It’s turning into “Spy Week” here at F&S, as we showcase another title filled with double-agents, traitors and moles.
Boutique Australian physical media label Imprint recently launched a sub-brand called Imprint Asia in which they showcase hard-to-find content from China, Taiwan, Korea and Japan. Some are older (Takeshi Kitano’s 2003 reboot of Zatoichi: The Blind Swordsman) and some are very recent (the 2023 sequel to the Chinese smash hit, The Wandering Earth II).
Cliff Walkers was an absolute smash in China, winning the Golden Rooster (the domestic Best Picture award) and becoming the Chinese nominee for the Best International Feature Oscar.
It’s directed by legendary filmmaker Zhang Yimou, a festival fave from the days of Red Sorghum (1988), Ju Dou (1990) and Raise the Red Lantern (1991) but who has more recently used his elder statesman status to make some absolute blockbusters – Shadow (2019) was “a stylish and operatic martial arts epic” according to this critic.

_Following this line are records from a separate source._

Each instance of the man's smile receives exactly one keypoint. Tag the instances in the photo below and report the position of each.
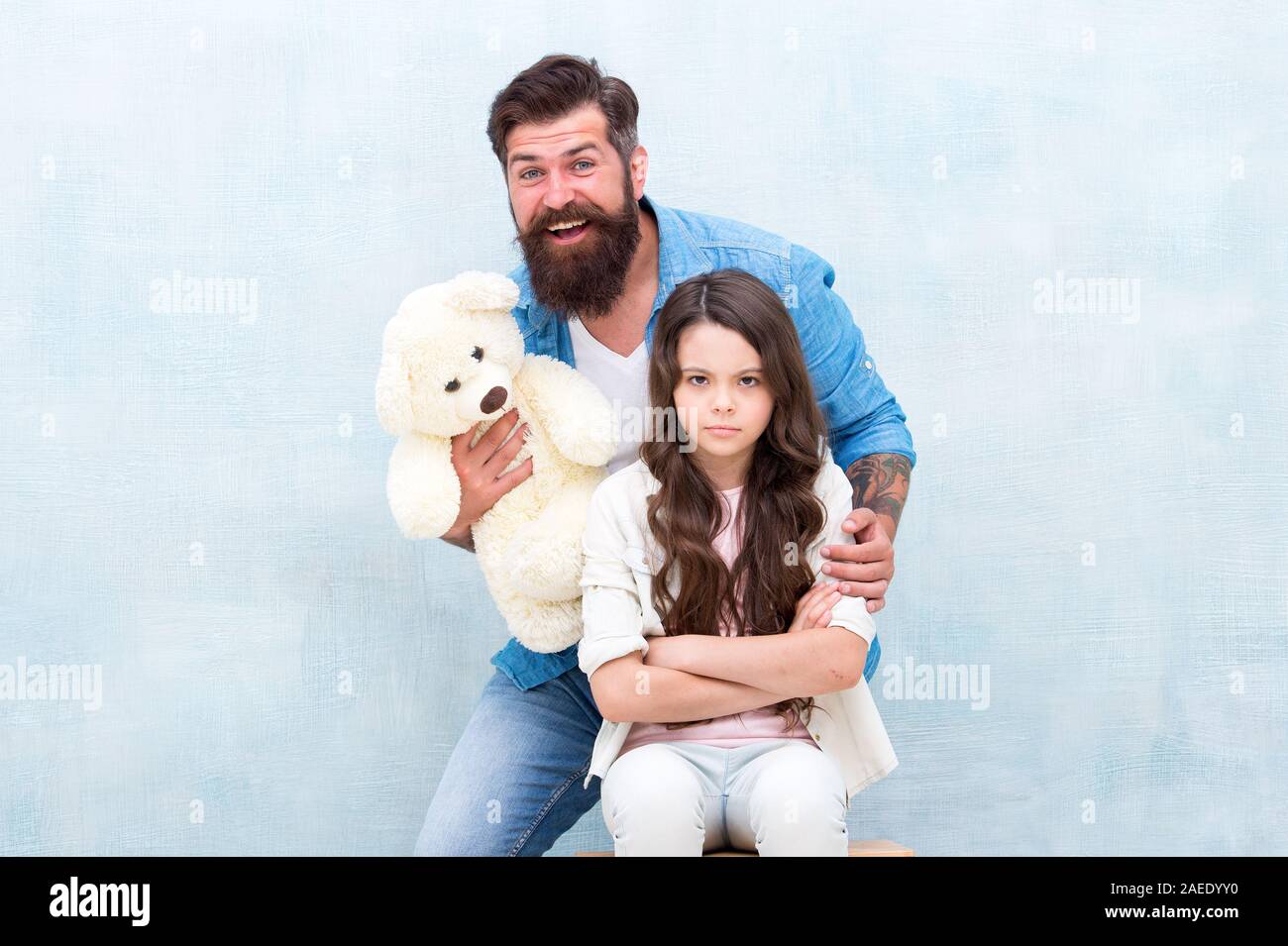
(568, 232)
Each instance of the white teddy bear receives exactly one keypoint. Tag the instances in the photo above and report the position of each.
(454, 357)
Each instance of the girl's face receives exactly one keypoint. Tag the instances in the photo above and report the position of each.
(721, 398)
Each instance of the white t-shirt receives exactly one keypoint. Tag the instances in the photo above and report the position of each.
(623, 379)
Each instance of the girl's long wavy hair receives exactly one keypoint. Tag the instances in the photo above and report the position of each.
(780, 514)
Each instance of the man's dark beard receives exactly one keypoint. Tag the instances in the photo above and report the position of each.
(587, 278)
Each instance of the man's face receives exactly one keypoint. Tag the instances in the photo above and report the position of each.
(567, 172)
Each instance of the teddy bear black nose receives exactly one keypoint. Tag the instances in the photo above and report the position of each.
(492, 399)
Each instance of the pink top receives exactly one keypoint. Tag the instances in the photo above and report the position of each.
(738, 729)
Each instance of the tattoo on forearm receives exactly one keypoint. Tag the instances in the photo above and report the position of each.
(880, 482)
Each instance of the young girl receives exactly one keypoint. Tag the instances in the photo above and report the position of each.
(735, 710)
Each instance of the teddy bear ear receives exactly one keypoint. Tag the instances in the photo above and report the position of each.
(393, 391)
(476, 291)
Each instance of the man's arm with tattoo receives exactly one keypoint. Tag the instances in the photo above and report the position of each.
(880, 484)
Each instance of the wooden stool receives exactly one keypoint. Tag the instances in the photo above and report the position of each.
(858, 848)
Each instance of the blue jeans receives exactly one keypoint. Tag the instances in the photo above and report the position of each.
(513, 784)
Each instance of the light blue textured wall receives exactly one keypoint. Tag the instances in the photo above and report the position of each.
(194, 502)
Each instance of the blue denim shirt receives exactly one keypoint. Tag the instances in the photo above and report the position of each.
(862, 416)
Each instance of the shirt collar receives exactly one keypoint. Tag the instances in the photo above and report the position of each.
(678, 258)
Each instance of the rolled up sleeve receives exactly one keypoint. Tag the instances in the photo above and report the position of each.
(850, 611)
(612, 617)
(862, 415)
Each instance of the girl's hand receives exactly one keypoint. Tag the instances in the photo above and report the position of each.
(814, 609)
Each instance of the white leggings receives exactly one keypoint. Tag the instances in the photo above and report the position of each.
(781, 796)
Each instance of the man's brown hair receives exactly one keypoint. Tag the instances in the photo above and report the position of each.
(557, 85)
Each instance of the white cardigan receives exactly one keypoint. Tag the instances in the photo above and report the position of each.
(618, 617)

In Cliff Walkers, a quartet of Chinese Communist Party agents parachutes into the puppet state of Manchukuo, controlled by Japan after they invaded in 1931. It’s where The Last Emperor, Pu Yi, was nominally head of state and it’s a fascinating place at a fascinating time in history.
The spies are on a mission to find evidence of, and subsequently reveal, details of Japanese atrocities in the region but they soon discover that there are double-agents and traitors everywhere.
They make it to the city of Harbin where I had to pause for a moment so I could learn why all the signage was in Chinese and Russian. It turns out that Harbin was on the main train line between China and Russia and therefore a major trade route. Our heroes have been trained for this mission for years by the Soviet Union but, clearly, they would not have made it into the territory the traditional way.
This is a big budget, handsomely put together, action and intrigue epic. I found it hard to keep up with who was who and who was on what side – characters would be in street clothes working for the resistance one minute and in full uniform at security headquarters the next – but that confusion and mystery mirrors how the characters must have been feeling.
This is such a powerfully evocative period in Chinese history, and a story of these “heroes of the revolution” is certainly one that meets with the approval of the CCP régime, but the action is expertly choreographed and the snowy production values are out of sight.